A Pituitary Lesion or Tumor — Share Your Experience

Discussion in 'Support' started by ECP, Jul 19, 2024.

    1. ECP

      ECP Member Benefactor

      Tinnitus Since:
      09/2022
      Cause of Tinnitus:
      being a caregiver for an elderly lady who is hard of hearing
      When I developed high-pitched tinnitus and pain hyperacusis in September of 2022, I refused to get an MRI because I was certain that the noise would aggravate my ears.

      In November of 2023, I developed a new symptom: I started hearing the sound of my own heartbeat thumping in my ears, even when I'm at rest and feeling perfectly calm. When I told my doctor, I was encouraged once again to get an MRI. For the second time, I declined, so we settled on a CT angiogram as the next-best option. I've never had a brain scan of any kind, and this seemed like a reasonable compromise.

      I had the CT angiogram a couple of weeks ago, and the results are in. The good news is that there is nothing abnormal related to my ear problems. The bad news is that there was an incidental finding that has nothing to do with my ears: it's a very tiny lesion in the sella turcica, the place where the pituitary gland sits.

      This type of lesion is a very common incidental finding for people who get brain scans, and most of the time, there is nothing to worry about because it isn't cancerous, it isn't growing, and it isn't affecting hormone function. It just sits there quietly, doing nothing.

      How common is this type of lesion, you ask? This article at the Cleveland Clinic website says, "About 77 out of 100,000 people have a pituitary adenoma. Still, researchers think adenomas actually occur in as many as 20% of people at some point in their lives. As many people with pituitary adenomas, especially microadenomas, are asymptomatic, they’re usually never found."

      I'm one of those asymptomatic people, so I'm pretty sure that this micro-sized lesion is nothing to worry about at this time. Nonetheless, the radiologist who reviewed my scan is recommending a pituitary MRI in the near future so we know exactly what we're dealing with. An endocrinologist was also pulled into the discussion, and they also said the same.

      I know their intentions are good, but I'm 90% certain that the unbearable loudness of an MRI will result in a very bad setback, possibly the worst I've ever had.
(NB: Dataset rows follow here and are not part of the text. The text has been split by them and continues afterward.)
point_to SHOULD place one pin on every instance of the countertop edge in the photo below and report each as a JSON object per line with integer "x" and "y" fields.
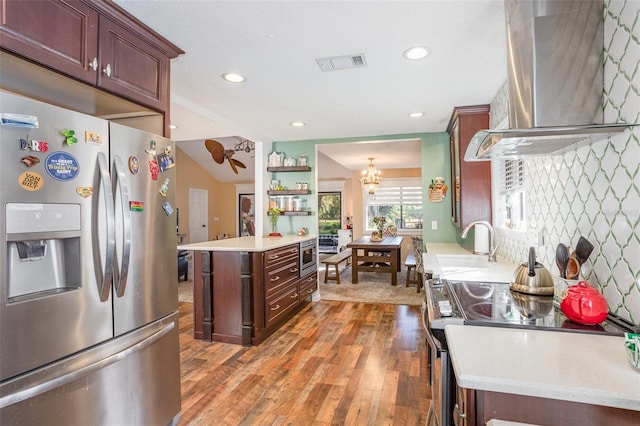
{"x": 249, "y": 244}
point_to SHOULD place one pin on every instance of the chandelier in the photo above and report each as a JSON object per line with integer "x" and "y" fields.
{"x": 370, "y": 178}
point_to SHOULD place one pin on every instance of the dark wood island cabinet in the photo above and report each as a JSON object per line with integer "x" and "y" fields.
{"x": 243, "y": 296}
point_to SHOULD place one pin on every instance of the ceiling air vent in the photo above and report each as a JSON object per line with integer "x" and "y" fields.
{"x": 336, "y": 63}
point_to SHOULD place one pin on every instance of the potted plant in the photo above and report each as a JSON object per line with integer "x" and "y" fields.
{"x": 274, "y": 215}
{"x": 379, "y": 222}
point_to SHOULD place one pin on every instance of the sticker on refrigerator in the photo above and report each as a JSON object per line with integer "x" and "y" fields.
{"x": 69, "y": 137}
{"x": 84, "y": 191}
{"x": 62, "y": 166}
{"x": 164, "y": 188}
{"x": 154, "y": 169}
{"x": 134, "y": 165}
{"x": 91, "y": 137}
{"x": 152, "y": 148}
{"x": 136, "y": 206}
{"x": 30, "y": 160}
{"x": 34, "y": 145}
{"x": 30, "y": 181}
{"x": 165, "y": 160}
{"x": 166, "y": 206}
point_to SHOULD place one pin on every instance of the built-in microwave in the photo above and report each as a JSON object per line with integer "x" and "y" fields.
{"x": 308, "y": 257}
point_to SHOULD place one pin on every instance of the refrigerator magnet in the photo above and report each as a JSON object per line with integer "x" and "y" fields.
{"x": 136, "y": 206}
{"x": 152, "y": 148}
{"x": 30, "y": 181}
{"x": 164, "y": 188}
{"x": 154, "y": 169}
{"x": 91, "y": 137}
{"x": 34, "y": 145}
{"x": 84, "y": 191}
{"x": 134, "y": 165}
{"x": 30, "y": 160}
{"x": 166, "y": 206}
{"x": 62, "y": 166}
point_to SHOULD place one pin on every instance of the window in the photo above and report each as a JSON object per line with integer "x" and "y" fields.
{"x": 329, "y": 212}
{"x": 400, "y": 201}
{"x": 511, "y": 207}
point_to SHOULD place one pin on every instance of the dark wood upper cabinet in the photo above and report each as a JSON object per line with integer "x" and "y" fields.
{"x": 95, "y": 42}
{"x": 471, "y": 181}
{"x": 61, "y": 35}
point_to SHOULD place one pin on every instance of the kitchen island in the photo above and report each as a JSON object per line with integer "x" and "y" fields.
{"x": 542, "y": 377}
{"x": 245, "y": 288}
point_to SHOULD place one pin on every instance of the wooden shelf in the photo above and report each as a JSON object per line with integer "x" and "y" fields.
{"x": 288, "y": 192}
{"x": 295, "y": 213}
{"x": 290, "y": 169}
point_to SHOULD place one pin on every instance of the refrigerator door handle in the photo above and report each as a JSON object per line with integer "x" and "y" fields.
{"x": 72, "y": 373}
{"x": 106, "y": 274}
{"x": 120, "y": 186}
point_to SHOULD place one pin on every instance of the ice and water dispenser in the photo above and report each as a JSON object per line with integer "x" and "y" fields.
{"x": 43, "y": 249}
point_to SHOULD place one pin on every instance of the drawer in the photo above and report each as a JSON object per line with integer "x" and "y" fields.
{"x": 283, "y": 303}
{"x": 308, "y": 285}
{"x": 275, "y": 257}
{"x": 275, "y": 279}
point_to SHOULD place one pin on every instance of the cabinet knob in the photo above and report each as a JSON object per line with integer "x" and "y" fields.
{"x": 458, "y": 416}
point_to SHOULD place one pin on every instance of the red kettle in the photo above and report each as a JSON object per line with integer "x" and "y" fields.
{"x": 584, "y": 304}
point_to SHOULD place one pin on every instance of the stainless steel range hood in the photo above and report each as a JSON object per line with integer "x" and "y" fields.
{"x": 555, "y": 51}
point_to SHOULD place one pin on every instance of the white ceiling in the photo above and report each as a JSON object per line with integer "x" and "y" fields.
{"x": 274, "y": 44}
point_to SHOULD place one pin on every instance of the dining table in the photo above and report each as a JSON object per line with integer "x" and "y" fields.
{"x": 376, "y": 256}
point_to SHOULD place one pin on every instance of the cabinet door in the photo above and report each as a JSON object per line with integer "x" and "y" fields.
{"x": 61, "y": 34}
{"x": 131, "y": 67}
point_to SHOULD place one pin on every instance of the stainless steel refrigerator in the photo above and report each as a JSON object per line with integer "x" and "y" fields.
{"x": 88, "y": 270}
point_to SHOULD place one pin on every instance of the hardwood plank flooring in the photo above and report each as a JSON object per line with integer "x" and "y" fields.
{"x": 334, "y": 363}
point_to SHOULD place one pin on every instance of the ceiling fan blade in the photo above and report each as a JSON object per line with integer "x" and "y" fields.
{"x": 233, "y": 166}
{"x": 216, "y": 149}
{"x": 238, "y": 163}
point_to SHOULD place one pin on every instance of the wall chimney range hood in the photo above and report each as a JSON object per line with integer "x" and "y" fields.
{"x": 555, "y": 51}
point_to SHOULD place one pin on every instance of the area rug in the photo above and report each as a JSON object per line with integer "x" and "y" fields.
{"x": 372, "y": 287}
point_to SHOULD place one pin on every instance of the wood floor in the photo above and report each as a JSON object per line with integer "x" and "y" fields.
{"x": 335, "y": 363}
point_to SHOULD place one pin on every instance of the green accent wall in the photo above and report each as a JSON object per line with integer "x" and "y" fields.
{"x": 434, "y": 160}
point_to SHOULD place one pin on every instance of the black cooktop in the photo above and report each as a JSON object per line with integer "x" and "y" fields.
{"x": 494, "y": 304}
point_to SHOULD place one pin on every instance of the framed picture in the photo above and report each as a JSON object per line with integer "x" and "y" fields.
{"x": 246, "y": 211}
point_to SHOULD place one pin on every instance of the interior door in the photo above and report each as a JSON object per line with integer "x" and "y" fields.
{"x": 198, "y": 215}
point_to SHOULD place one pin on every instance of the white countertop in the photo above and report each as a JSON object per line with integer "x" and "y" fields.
{"x": 247, "y": 243}
{"x": 454, "y": 262}
{"x": 579, "y": 367}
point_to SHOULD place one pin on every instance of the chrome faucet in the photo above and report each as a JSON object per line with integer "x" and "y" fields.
{"x": 493, "y": 247}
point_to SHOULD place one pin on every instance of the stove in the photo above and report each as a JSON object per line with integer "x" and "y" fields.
{"x": 494, "y": 304}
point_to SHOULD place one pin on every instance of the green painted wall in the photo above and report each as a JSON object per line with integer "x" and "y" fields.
{"x": 435, "y": 162}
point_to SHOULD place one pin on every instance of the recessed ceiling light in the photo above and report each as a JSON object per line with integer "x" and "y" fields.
{"x": 416, "y": 52}
{"x": 233, "y": 77}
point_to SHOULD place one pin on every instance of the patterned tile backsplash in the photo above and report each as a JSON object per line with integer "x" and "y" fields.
{"x": 594, "y": 190}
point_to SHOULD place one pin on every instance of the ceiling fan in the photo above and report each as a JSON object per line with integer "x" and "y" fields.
{"x": 219, "y": 153}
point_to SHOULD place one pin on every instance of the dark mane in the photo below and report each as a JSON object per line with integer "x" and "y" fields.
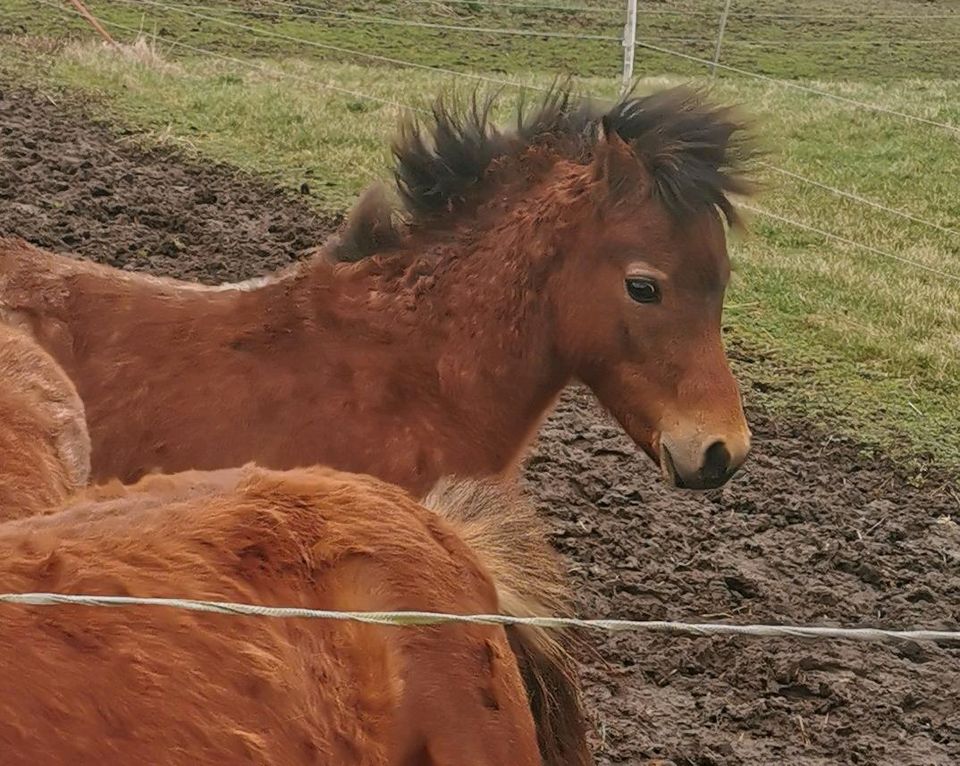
{"x": 697, "y": 154}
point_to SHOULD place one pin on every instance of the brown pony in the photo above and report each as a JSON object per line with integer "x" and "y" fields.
{"x": 584, "y": 244}
{"x": 148, "y": 685}
{"x": 44, "y": 445}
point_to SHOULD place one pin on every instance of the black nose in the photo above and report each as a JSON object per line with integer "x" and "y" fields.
{"x": 716, "y": 465}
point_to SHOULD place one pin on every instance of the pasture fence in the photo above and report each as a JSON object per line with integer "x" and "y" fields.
{"x": 273, "y": 71}
{"x": 428, "y": 619}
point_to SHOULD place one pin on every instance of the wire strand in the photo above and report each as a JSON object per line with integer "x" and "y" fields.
{"x": 641, "y": 44}
{"x": 424, "y": 619}
{"x": 858, "y": 198}
{"x": 317, "y": 13}
{"x": 473, "y": 4}
{"x": 782, "y": 219}
{"x": 363, "y": 19}
{"x": 800, "y": 87}
{"x": 337, "y": 48}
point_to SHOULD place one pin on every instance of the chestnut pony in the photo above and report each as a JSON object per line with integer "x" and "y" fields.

Given that almost every setback causes a recurrence of my suicidal ideation, I really, really don't want to have the MRI.

      My doctor has offered to sedate me for the MRI, but I said to her I'm not worried about the anxiety I would feel during the MRI. I'm worried about the possibility of experiencing catastrophic levels of pain and a permanent increase in tinnitus afterward, and I don't think that is dependent on whether I am sedated or not. Even in emotionally neutral or positive situations in my own home, I can have a bad setback just from hearing a loud noise.

      Do any of you have a similar type of lesion or tumor? If so, what sort of compromises have you worked out with your doctors to balance your need for noise avoidance with their need for an accurate diagnosis? I don't want to be perceived by my doctors as cowardly or challenging to deal with. Still, I am thinking of holding my ground and not getting an MRI unless I start to have symptoms that would indicate this little thing inside my head is actually doing something malicious.